Total energy calculations based on the density functional theory (DFT) with ultrasoft pseudopotential, generalized gradient spin-polarized approximation and the partial structural constraint path minimization (PSCPM) method were carried out to establish the energetically more favorable reaction pathways for the self-coupling reaction of coadsorbed CF2(ads) leading to the formation of CF2=CF2(ads) on the Cu(111) surface. In addition, the calculated electronic properties, namely partial density of states (PDOS), suggest that the initial breaking of the Cu(111)-CF2(ads) bond associating with the electron delocalization on the Cu(111) surface and the electron transfer from Cu(111) to both units of CF2(ads) are factors controlling the energy barrier for self-coupling reaction.
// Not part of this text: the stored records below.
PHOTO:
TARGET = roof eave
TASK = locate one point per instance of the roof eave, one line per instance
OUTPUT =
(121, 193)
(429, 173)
Finally, the calculated energy barrier (0.310 eV) for the self-coupling reaction of CF2(ads) coadsorbed on the Cu(111) surface in comparison with that (0.204 eV) for the single α-fluoride elimination of adsorbed CF3(ads) on the Cu(111) surface qualitatively manifests that the formation of CF2 = CF2(g) at 250 K is limited by the self-coupling reaction of coadsorbed CF2(ads) instead of the single α-fluoride elimination of adsorbed CF3(ads).